Venezuela krizinde Maduro’nun yanında yer alarak taraf
olduk.
Sudan krizinde (darbecilere karşı çıkmakla birlikte)
dengeleyici olduk.
Libya krizinde, Hafter’e karşı çıkarak, Libya
hükümetinin yanında durarak taraf olduk.
Ermenistan-Azerbaycan savaşında, Azerbaycan’ın yanında
yer alarak taraf olduk.
Afganistan krizinde dengeleyici olarak, ABD’nin
çekilmesini olumlu bulup çekilmeyi destekledik.
Kıbrıs’ta, Kıbrıs Türk Cumhuriyeti’nin tarafındayız.
Irak’ta taraflar (Şiiler, Kürtler, Araplar, …) arasında
eşit yakınlık stratejisi izliyoruz.
ABD, ÇİN, Rusya, Hindistan, AB, … gibi güçler arasında
eşit uzaklık stratejisi izliyoruz.
Balkanlar’da (Bosna, Arnavutluk, Kosova, …) taraf
stratejisi ile hareket ediyoruz.
Kafkaslar’da (Çeçenistan, …) taraf stratejisi ile
hareket ediyoruz.
Moro İslami Kurtuluş Cephesi (MILF) ile Filipinler
hükümeti arasında dengeleyici stratejisi izliyoruz.

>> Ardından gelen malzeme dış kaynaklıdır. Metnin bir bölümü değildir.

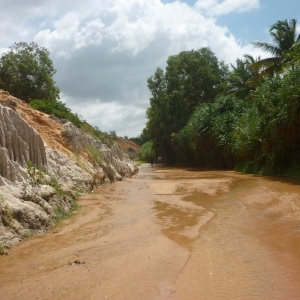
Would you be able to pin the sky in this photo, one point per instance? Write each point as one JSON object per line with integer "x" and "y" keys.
{"x": 105, "y": 50}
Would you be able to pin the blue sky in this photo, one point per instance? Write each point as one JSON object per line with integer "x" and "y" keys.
{"x": 254, "y": 25}
{"x": 104, "y": 51}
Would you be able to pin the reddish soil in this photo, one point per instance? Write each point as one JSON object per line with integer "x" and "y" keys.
{"x": 167, "y": 234}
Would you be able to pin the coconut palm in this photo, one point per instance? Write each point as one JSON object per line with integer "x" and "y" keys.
{"x": 242, "y": 78}
{"x": 284, "y": 35}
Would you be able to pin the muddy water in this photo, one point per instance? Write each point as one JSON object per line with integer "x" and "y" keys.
{"x": 167, "y": 234}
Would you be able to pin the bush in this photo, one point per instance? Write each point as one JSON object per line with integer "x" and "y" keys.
{"x": 57, "y": 109}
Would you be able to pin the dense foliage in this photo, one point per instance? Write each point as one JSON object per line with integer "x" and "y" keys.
{"x": 26, "y": 72}
{"x": 248, "y": 118}
{"x": 191, "y": 78}
{"x": 57, "y": 109}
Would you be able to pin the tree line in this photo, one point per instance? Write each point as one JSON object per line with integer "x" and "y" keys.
{"x": 204, "y": 113}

Türk Cumhuriyetleri arasında dengeleyici ve tarafsız
bir strateji izliyoruz.
Filistin-İsrail arasında açık ve net bir şekilde Filistin
tarafındayız.
Myanmar (Arakan- Rohingyalar) krizinde, Rohingya Müslümanlarının
yanında yer alarak taraf olduk.
ÇİN-Uygur sorununda Uygurlar’dan yana taraf konumda
olmakla birlikte, uluslararası dengeleri gözeterek, dengeleyici bir politika
izliyoruz.
Kazakistan krizinde Kazak meşru hükümetinin tarafında
durduk.
Pakistan-Hindistan arasındaki krizlerde dengeleyici
bir politika izlemekle birlikte, Pakistan tarafındayız.
Japonya, Güney Kore, Çekoslovakya, … gibi ülkelerle
dost ülkeler stratejisi izliyoruz.
ABD-Kuzey Kore krizlerinde eşit uzaklık stratejisi
izliyoruz.
AB ülkeleriyle eşit uzaklık stratejisi izliyoruz.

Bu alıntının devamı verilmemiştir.